Le parti au pouvoir en Turquie a étendu hier jusque dans ses propres rangs la purge des sympathisants du prédicateur en exil aux États-Unis Fethullah Gülen. Le Parti de la justice et du développement (AKP) a ordonné que ses rangs soient « nettoyés » des sympathisants de Gülen, accusé d'être derrière le coup d'État depuis son exil en Pennsylvanie, a annoncé l'agence progouvernementale Anatolie.
L'AKP va ainsi être également touché par la traque implacable menée depuis le coup d'État raté du 15 juillet, qui s'est soldée par au moins 60 000 limogeages, arrestations et gardes à vue, surtout dans l'armée, la justice, la presse et l'éducation.
Signée par le numéro deux du parti, Hayati Yazici, une circulaire de l'AKP « ordonne l'urgent nettoyage de l'organisation du parti », afin d'en éliminer ceux qui sont liés au réseau de Gülen, accusé d'avoir noyauté les institutions et la société turques en créant un « État parallèle ».
L'ex-imam a vivement réagi hier à l'annonce que la Turquie venait de lancer contre lui un mandat d'arrêt dans la perspective d'une demande officielle d'extradition auprès des États-Unis. « Le système judiciaire turc n'est pas indépendant, donc ce mandat d'arrêt est encore un exemple de la tendance du président Erdogan à l'autoritarisme et aux écarts vis-à-vis de la démocratie », a-t-il dit dans un communiqué. M. Gülen a rappelé avoir « condamné à plusieurs reprises la tentative de coup d'État », et nié « toute implication ».
La purge en cours, qui a provoqué de vives protestations à l'étranger, n'a encore touché que « le sommet de l'iceberg », a averti jeudi soir le président Erdogan.
Hier, 12 des 14 journalistes du quotidien Zaman qui étaient en garde à vue ont été placés en détention préventive.
Exigence turque
Sur un autre plan, le secrétaire d'État américain John Kerry pourrait être le premier haut responsable occidental à se rendre en Turquie. Du moins à en croire Ankara. M. Kerry viendra le 24 août, a assuré le chef de la diplomatie turque, Mevlut Cavusoglu après que M. Erdogan a évoqué la date du 21, tandis qu'à Washington un porte-parole du département d'État indiquait sèchement : « Nous n'avons pas de voyage à annoncer. »
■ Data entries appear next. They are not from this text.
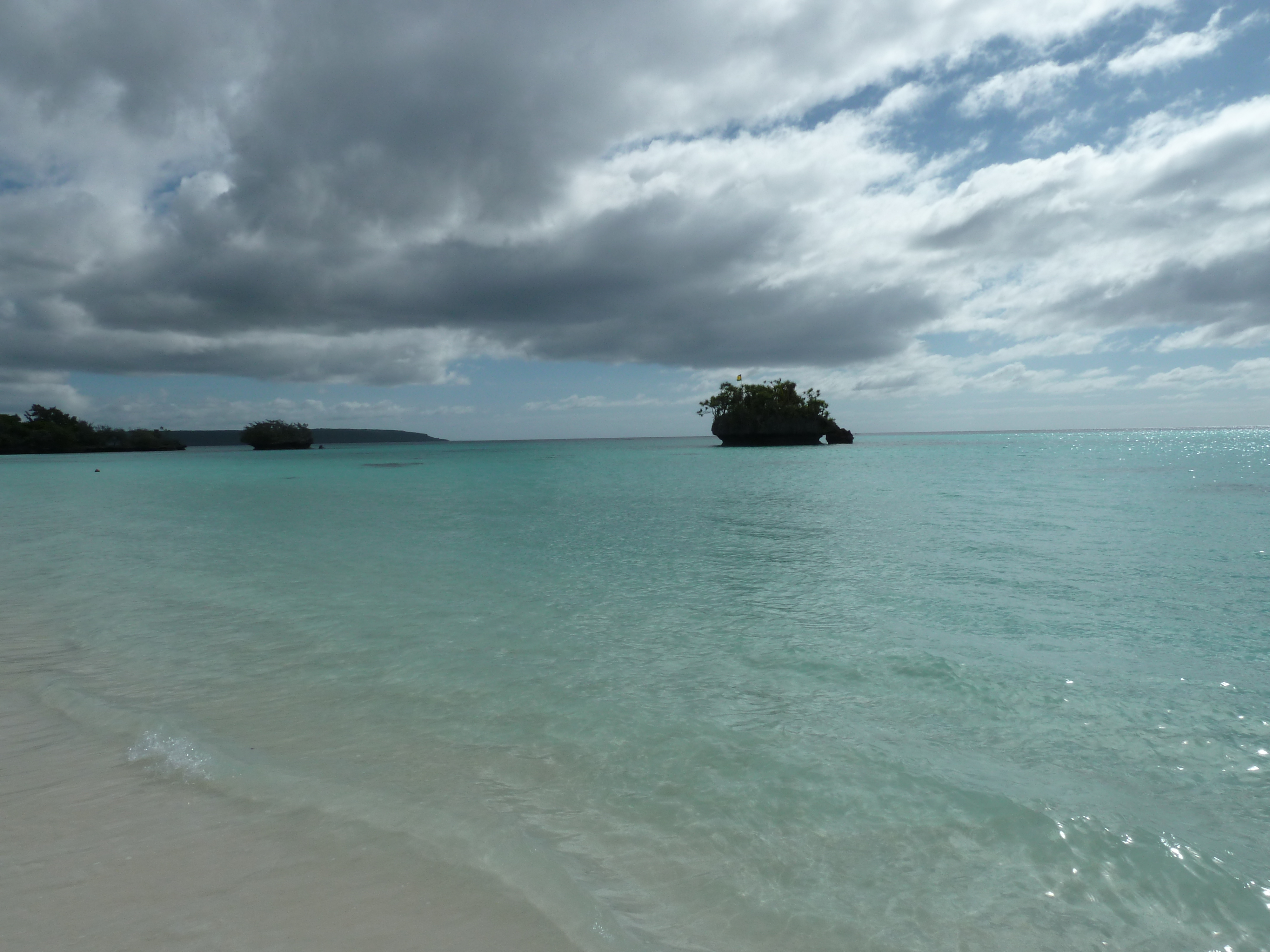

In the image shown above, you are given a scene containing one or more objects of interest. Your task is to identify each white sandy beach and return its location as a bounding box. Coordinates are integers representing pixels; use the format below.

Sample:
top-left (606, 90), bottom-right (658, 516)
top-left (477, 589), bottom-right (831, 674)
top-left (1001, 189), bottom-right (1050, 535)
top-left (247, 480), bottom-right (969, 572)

top-left (0, 685), bottom-right (574, 952)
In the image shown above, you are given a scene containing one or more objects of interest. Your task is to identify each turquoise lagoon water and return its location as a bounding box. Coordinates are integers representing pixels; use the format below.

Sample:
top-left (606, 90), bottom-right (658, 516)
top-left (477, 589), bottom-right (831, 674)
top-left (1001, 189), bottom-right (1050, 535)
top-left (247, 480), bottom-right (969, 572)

top-left (0, 430), bottom-right (1270, 952)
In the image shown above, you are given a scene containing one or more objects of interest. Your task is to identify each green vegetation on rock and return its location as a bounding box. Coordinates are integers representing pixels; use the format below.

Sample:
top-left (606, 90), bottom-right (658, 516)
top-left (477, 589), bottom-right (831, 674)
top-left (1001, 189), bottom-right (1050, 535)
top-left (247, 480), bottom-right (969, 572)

top-left (0, 404), bottom-right (185, 453)
top-left (239, 420), bottom-right (314, 449)
top-left (697, 377), bottom-right (851, 446)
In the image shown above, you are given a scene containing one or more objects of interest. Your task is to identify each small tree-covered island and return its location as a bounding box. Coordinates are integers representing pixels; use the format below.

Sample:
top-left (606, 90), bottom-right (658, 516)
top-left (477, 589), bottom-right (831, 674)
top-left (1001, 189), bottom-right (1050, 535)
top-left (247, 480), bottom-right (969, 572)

top-left (697, 377), bottom-right (855, 447)
top-left (239, 420), bottom-right (314, 449)
top-left (0, 404), bottom-right (185, 454)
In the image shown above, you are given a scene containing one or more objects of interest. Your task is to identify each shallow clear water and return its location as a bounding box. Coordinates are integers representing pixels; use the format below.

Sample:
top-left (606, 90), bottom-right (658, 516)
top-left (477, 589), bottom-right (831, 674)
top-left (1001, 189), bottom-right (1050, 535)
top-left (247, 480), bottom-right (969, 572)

top-left (0, 430), bottom-right (1270, 952)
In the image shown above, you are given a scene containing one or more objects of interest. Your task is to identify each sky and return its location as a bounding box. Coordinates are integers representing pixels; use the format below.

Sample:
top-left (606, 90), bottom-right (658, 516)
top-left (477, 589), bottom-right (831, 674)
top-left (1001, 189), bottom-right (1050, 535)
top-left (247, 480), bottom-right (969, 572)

top-left (0, 0), bottom-right (1270, 439)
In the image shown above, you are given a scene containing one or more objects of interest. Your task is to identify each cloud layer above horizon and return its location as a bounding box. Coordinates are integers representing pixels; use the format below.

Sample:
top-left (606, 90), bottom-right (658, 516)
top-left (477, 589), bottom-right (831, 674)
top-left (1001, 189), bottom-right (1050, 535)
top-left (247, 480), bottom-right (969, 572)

top-left (0, 0), bottom-right (1270, 414)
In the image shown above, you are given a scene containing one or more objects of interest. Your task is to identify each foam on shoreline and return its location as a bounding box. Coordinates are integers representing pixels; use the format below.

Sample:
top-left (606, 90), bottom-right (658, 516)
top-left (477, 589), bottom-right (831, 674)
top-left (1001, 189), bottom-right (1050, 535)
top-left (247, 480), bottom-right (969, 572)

top-left (0, 682), bottom-right (577, 952)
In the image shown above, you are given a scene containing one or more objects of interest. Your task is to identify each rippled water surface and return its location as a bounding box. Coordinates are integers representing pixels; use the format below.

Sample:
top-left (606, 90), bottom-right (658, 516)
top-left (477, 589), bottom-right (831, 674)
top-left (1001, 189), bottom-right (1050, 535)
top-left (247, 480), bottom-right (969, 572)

top-left (0, 430), bottom-right (1270, 952)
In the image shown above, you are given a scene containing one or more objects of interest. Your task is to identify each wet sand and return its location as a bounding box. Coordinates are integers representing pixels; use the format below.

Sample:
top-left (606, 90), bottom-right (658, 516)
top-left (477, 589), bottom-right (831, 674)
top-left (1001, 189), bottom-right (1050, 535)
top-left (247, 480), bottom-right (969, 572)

top-left (0, 685), bottom-right (577, 952)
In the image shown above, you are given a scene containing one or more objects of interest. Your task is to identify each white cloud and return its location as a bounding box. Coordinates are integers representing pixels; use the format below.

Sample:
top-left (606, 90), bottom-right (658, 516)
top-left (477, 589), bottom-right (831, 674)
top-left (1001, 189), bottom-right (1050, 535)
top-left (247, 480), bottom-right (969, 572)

top-left (960, 62), bottom-right (1086, 116)
top-left (1107, 10), bottom-right (1234, 75)
top-left (523, 393), bottom-right (690, 413)
top-left (1139, 357), bottom-right (1270, 391)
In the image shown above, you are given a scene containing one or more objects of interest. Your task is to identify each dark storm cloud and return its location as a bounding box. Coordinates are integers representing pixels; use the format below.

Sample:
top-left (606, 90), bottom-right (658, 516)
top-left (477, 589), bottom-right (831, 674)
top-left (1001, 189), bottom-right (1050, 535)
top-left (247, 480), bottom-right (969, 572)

top-left (0, 0), bottom-right (1262, 383)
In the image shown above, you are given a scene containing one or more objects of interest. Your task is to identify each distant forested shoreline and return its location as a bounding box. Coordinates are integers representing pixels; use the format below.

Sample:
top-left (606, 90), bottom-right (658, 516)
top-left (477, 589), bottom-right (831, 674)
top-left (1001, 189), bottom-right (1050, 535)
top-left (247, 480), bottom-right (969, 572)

top-left (0, 404), bottom-right (185, 456)
top-left (170, 426), bottom-right (448, 447)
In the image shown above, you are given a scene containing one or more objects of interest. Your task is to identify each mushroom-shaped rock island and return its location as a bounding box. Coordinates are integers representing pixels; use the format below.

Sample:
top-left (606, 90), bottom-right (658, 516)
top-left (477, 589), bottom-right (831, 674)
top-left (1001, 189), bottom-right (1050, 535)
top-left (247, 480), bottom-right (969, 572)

top-left (239, 420), bottom-right (314, 449)
top-left (697, 378), bottom-right (855, 447)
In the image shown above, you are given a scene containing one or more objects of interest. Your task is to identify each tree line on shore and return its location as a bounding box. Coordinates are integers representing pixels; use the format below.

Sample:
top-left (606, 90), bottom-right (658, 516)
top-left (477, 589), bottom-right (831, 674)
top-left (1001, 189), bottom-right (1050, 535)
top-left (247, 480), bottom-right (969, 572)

top-left (0, 404), bottom-right (185, 454)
Cette visite, si elle a lieu, interviendra à un moment où les relations turco-américaines sont ébranlées par l'exigence turque d'une extradition de Gülen. Ankara l'a déjà réclamée maintes fois à Washington. Parfois avec virulence, comme le président Erdogan qui a accusé les États-Unis de « cacher » Gülen.
Le ministère américain de la Justice « essaie toujours de déterminer si les documents fournis (par Ankara) constituent une demande formelle d'extradition », a simplement expliqué Mark Toner, porte-parole du département d'État.
Premier chef d'État étranger à faire le voyage d'Ankara trois semaines après le putsch, le président du Kazakhstan Noursoultan Nazerbaïev a promis lors d'une conférence de presse avec M. Erdogan d'expulser vers la Turquie toute personne du réseau des écoles pro-Gülen qui aurait « des liens avec le terrorisme ». Mais il n'est pas allé jusqu'à s'engager à fermer cette trentaine d'écoles, dont Ankara lui a fourni une liste.